Graduation season is upon us once again.
I am going to share something with you parents of young people out there and you may not believe what I’m about to write or accept it right away but your children who are graduating this year are very much ready for the next chapter of their lives, and can tackle it alone.
As a seasoned mom who has seen her own children go through commencement of high school, college and the school of life, I am aware of the feelings of unsurety that you may be expriencing because I have been where a lot of modern parents are today.
You are proud of your children’s accomplishments and relieved they survived four or more years of stress, courses, exams, internships and more that comes with schooling.

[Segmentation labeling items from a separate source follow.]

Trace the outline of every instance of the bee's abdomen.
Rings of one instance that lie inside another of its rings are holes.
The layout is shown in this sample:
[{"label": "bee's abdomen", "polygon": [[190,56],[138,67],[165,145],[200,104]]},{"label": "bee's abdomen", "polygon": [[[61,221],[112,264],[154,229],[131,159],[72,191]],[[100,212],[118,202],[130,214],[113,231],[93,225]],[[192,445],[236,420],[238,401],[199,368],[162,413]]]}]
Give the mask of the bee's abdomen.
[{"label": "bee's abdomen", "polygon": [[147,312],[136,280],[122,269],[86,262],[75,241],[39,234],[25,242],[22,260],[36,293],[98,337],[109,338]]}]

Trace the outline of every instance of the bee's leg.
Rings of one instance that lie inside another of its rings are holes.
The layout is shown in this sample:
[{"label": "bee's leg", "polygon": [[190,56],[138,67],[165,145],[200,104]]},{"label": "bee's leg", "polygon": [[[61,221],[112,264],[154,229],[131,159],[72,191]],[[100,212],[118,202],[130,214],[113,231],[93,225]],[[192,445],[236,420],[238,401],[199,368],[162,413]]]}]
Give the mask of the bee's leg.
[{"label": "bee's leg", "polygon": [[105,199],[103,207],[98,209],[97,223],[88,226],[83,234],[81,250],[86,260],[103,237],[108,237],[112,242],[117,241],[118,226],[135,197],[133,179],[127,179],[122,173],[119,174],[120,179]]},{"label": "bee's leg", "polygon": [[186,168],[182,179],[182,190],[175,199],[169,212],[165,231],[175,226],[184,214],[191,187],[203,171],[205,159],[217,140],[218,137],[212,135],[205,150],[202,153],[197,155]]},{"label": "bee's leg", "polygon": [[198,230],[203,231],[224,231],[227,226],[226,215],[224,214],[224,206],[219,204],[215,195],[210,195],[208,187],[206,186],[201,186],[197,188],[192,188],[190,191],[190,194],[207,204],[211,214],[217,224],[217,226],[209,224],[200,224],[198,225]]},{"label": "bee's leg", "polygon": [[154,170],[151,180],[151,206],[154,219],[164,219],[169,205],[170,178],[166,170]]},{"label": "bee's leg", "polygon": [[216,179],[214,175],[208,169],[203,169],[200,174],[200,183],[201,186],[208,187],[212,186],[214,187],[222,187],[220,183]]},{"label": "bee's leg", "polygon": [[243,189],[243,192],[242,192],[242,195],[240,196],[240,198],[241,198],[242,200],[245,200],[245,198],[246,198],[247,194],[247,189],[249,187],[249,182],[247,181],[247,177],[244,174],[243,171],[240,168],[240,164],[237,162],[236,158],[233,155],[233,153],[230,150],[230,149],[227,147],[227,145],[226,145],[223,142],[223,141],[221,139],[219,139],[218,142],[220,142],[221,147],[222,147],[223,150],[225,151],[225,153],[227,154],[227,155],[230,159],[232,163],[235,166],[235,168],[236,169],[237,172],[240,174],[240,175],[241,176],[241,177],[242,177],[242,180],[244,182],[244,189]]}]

I will not mention how happy you may feel that your young one thrived and surmounted the temptation to engage in vices, and all the other reckless activity young people partake in, though I know half of you you probably would prefer to not even know about what likely went down when your back was turned.
And now you are on to the next stage of worry.
You may wonder if they are ready for college or the work or entrepreneur world, depending on their next path.
You will likely fret over the coming seasons of not being able to see, connect with, guide, talk to or just be with your offspring during their semesters at school or as they head off to get their first apartment and flee your nest.
Believe me, I have been there.
I recall very vividly experiencing the anxiety of worrying about whether my kids would make friends at school or work, if they would be brave enough to ask questions and seek further assistance or counsel when they need it and when I am not there to check in them.
I remember attempting to step in and micromanage the difficult times and being told by my son, “Mum, I got this.”
Graduation season for parents is a happy time with all the joys and glee of graduation party planning and such, but it is also a hard, uneasy and bittersweet time in your life as a parent.
It took me some time to realize that my husband and I had actually had done a pretty decent job at preparing our children for each chapter of their lives.
We managed to raise confident, civic-minded, community-focused, Faith-filled, conscientious and culturally-aware world citizens.
In these most fragile stages and this season of transition for your child, you may not recognize how well you have prepared them because you are going through it.
It was not long ago you were battling with them to get in paperwork in time, to properly reply and send thank you emails to instructors and coaches who wrote them letters or recommendations on their behalf.
Your ears may still be ringing from all the raised voices and slammed doors that are common in the heat of parenting battles.
The fact remains that they did in fact hear the lectures and the lessons.
In the wake of all the push back and the times you swore you were talking to a brick wall, you need to know that your guidance actually worked.
You should be proud of yourself for parenting hard. Parenting is hard.
You have to go through it and step back and witness from afar the wonderful people that your children are growing into.
To ease you into believing what you don’t want to admit, I invite you to take a look at your parenting mentors.
Observe how calm, confident, happy and content they appear to be.
That can be you!
In the meantime, send your children off with this message:
Tell them to be passionate in their pursuits.
Give them grace when they misstep.
Be patient….. but let them know they must be persistent in their pursuits..
Overall, believe that they deserve the dreams that were placed on their hearts and to know that they are WORTHY.
Tell them to not allow anyone or any circumstance to tell them differently or take them off course.
We got this. They got this.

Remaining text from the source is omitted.